We Are Used to Ourselves
Each Lent we spend time thinking about the need for conversion. To facilitate that thought process, we engage in the traditional Lenten practices of prayer, fasting, and alms giving. These practices are not done for their own sake. They are the means to an end.
Although we are all unique, there is one thing that I believe is common to all of us; namely, we tend to do the same thing over and over again. We are by nature people of routine. We may actually get so used to ourselves, our way of living, our faults even, that we tend to take the whole package as given, as nonnegotiable. This is the way we are, and there is no use in trying to change who we are.
That is why we need Lent. We need something to shake us out of our routine. This is why we fast, why we engage in extra prayer, and why we make an extra effort to practice charity. It is the Church’s way of trying to shake us up.
The Gospel for today tells us that Jesus tried to shake the Pharisees and their scribes out of their routine way of thinking about those they labeled as sinners. He asked them to remember that God sent Abraham, Moses, David and all of the prophets to rescue people from their situation. God speaks to Moses and says, “I have witnessed the affliction of my people. . . I know well what they are suffering. . . Therefore I have come down to rescue them.”

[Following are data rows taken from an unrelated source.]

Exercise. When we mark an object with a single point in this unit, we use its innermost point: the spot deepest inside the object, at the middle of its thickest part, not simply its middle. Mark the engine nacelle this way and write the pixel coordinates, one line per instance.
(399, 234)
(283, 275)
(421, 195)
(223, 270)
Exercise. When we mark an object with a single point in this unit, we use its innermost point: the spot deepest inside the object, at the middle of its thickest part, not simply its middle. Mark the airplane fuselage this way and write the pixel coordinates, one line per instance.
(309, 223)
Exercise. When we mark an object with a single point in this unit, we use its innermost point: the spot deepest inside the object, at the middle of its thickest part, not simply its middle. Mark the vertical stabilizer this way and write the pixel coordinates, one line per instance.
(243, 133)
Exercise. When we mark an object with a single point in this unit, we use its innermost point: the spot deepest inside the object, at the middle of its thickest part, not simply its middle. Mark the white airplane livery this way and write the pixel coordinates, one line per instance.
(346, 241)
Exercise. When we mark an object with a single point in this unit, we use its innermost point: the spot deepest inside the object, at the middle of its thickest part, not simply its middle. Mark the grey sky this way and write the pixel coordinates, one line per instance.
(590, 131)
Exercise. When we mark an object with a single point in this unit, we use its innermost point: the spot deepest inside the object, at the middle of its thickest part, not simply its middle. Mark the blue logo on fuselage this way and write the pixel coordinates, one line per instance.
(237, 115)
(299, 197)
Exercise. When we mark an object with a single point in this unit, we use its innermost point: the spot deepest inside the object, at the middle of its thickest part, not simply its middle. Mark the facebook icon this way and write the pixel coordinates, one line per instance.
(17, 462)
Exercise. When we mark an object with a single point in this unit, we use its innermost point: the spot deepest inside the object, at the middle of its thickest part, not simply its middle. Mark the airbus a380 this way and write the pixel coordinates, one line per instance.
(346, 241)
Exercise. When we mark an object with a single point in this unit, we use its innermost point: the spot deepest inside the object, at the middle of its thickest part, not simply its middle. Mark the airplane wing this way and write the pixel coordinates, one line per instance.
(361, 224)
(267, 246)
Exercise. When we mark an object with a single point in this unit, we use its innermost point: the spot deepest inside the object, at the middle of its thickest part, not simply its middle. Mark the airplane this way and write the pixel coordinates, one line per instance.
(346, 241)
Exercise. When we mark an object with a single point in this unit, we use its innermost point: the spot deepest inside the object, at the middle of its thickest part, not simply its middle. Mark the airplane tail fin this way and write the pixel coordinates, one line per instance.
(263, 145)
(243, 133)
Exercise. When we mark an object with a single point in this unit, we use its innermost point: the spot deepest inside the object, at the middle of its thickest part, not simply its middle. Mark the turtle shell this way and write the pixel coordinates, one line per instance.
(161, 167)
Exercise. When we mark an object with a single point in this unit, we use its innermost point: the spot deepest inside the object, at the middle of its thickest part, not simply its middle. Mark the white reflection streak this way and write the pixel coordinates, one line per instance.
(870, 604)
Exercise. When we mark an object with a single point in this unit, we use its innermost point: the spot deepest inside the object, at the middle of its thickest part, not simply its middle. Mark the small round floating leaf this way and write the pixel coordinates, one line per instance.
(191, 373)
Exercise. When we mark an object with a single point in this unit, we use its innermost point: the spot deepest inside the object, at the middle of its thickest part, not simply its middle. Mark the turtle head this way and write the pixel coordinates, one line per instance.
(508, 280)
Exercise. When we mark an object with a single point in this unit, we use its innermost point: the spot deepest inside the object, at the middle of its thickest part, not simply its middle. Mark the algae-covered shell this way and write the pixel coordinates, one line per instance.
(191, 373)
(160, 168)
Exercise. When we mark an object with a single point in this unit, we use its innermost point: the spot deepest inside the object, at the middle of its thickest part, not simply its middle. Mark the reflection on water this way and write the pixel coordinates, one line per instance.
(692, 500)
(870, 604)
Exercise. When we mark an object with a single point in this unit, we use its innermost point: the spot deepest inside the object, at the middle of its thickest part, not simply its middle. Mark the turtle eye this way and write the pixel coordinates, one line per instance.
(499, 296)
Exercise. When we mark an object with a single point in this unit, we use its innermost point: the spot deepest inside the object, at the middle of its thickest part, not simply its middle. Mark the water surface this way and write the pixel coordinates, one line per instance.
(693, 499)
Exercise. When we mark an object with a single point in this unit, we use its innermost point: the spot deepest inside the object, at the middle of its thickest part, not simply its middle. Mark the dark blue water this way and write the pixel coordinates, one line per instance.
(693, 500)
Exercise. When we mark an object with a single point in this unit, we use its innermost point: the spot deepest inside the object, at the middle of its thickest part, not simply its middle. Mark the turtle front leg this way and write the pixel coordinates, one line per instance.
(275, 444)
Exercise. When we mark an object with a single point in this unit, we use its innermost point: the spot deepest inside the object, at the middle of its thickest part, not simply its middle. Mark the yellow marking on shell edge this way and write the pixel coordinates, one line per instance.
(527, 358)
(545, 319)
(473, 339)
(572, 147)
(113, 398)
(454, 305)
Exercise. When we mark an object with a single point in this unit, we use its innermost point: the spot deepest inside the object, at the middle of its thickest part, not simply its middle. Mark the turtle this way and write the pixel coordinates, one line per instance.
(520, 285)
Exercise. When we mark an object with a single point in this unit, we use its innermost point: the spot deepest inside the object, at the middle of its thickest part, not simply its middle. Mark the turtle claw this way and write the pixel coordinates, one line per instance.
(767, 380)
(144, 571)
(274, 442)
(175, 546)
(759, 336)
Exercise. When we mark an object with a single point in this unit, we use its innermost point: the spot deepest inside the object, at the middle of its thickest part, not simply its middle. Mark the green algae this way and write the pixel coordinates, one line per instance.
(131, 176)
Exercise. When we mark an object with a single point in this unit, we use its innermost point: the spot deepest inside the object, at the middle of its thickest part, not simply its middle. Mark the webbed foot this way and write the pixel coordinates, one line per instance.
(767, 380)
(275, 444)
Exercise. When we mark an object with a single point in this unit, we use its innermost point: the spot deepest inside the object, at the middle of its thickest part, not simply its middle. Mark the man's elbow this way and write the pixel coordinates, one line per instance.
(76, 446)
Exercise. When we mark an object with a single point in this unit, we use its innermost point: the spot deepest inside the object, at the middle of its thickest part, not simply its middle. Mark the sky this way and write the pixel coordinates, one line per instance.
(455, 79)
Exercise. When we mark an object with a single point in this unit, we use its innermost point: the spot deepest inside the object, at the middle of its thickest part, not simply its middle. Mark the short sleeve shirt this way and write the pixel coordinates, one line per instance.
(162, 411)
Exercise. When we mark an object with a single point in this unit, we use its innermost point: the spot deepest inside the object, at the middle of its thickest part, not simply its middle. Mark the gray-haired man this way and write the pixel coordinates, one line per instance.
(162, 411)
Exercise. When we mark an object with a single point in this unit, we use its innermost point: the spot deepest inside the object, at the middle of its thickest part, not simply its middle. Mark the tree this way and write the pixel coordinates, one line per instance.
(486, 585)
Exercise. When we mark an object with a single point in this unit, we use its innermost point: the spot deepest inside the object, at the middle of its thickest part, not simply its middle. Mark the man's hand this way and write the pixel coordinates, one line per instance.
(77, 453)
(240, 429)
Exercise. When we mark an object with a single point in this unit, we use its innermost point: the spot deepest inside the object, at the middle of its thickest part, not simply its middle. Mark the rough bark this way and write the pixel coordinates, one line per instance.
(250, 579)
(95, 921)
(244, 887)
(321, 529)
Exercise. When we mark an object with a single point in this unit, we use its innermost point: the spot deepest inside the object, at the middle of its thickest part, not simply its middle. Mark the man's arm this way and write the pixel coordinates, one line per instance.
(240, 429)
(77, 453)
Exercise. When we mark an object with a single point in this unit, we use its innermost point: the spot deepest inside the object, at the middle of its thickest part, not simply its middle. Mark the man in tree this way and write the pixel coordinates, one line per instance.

This is precisely why God sent Jesus into our midst. God had witnessed our affliction, our sins. God knew that we were in need. Therefore God sent Jesus down to rescue us. God sent Jesus to help us have a change of heart.
In the Gospel today, Jesus does this by eating with Levi and his friends. It is not a great leap to recognize that Jesus does the same for us every day in the Eucharist. God invites us to the table today and every day to eat with us in order to reconcile our differences and to forgive our sins.